Spatial predictions revealed substantial heterogeneity in malaria risk (Figure 4). As expected, *P. vivax* risk was much higher than that for *P. falciparum*, and high-risk areas for *P. vivax* and *P. falciparum* showed considerable overlap. The northern states of Amapa and Roraima displayed consistently high *P. vivax* risk, while the remaining states were more heterogeneous, with areas of both low and high *P. vivax* risk. For *P. falciparum*, higher risk areas were widely dispersed, concentrated in northern Rondonia, western Acre, eastern Amazonas, Amapa, Roraima, and central Para. Although it is tempting to draw conclusions directly from the spatial patterns depicted in Figure 4, accounting for uncertainty in these predictions is paramount. Predictions for areas with extreme covariate values, small population sizes, and/or far from data collection sites will likely display much larger uncertainty. Thus, to account for both mean risk and prediction uncertainty, hotspots and coldspots were delineated based on the definitions provided earlier. Figure 5 displays intermittent and persistent hotspots (HS, light red and red) or coldspots (CS, light blue and blue) for *P. vivax* (upper panel) and *P. falciparum* (lower panel). The approximate locations for areas classified as persistent hotspots for *P. vivax* and *P. falciparum* are given in Table 2. Notice that the spatial patterns displayed in Figure 5 are substantially different from those depicted in Figure 4. For instance, Figure 4 depicts a high *P. vivax* risk in southeastern and northwestern Amazonas state, but Figure 5 reveals that these spatial predictions cannot actually be deemed hotspots due to the large uncertainty associated with these areas.
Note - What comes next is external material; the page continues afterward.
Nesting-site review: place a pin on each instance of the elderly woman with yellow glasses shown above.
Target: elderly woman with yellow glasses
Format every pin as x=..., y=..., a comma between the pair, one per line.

Finally, changes through time were also examined by comparing estimates of log-malaria risk *α*_{
iyj
} for 2004 and 2008. This analysis revealed that mean malaria risk fell in 70-75% of the sites, with statistically significant declines being observed in 40-44% of the sites (Figure 6). Interestingly, sites with a significant increase of malaria risk are concentrated within the state of Amazonas, along with a handful of additional sites in northeastern Para and western Acre. Most of these sites are located in relatively remote areas, typically accessible only by boat, suggesting that logistical factors coupled with a strong influence of the riverine ecosystem may be hindering the prevention and control of malaria in these places. Since the comparison is only between 2004 and 2008, results should not be interpreted as a consistent trend (increase or decrease) in malaria risk over the study period. Finally, combining the hotspot analysis with these temporal results indicates that the most critical area for the Brazilian malaria prevention and control programme is in western Acre, including the counties of Rodrigues Alves, Mancio Lima, and Cruzeiro do Sul. These three counties consistently suffered above average malaria incidence while also exhibiting a significant increase in malaria incidence from 2004 to 2008.

## Discussion

Multiple large-scale infrastructure projects have been planned for future years to fully integrate the Amazon region (e.g., Planos de Crescimento Acelerado and Iniciativa para a Integracao de Infra-estrutura Regional da America do Sul – IIRSA). These projects include the expansion of the road network and the construction of multiple new hydro-electric dams, both in the Brazilian Amazon and in neighbouring countries [7, 8]. Interestingly, despite the widespread concern regarding increased malaria incidence due to the construction of dams (e.g., the Brazilian Government requires malaria studies prior to dam construction in the region), there was no association between proximity to these dams and malaria incidence. This lack of association might be due to the coarse scale of analysis and/or because of enhanced malaria surveillance and control in the vicinity of dams, typically initiated and sponsored by companies that build and operate these dams as a component of their impact mitigation plan. Not only did proximity to dams show no effect, forest cover results suggest that large-scale development projects likely induce a long-term decline of malaria incidence as a result of substantial deforestation associated with infrastructure development, similar to the conclusion in [6]. Nevertheless, these results should be viewed with caution due to the inherent limitations of observational studies and absence of long-term data. Furthermore, increased deforestation may have several other detrimental public-health effects. Finally, considering only the proximity to a dam reservoir or road fails to account for possible increases in malaria risk related to dam construction and/or road creation.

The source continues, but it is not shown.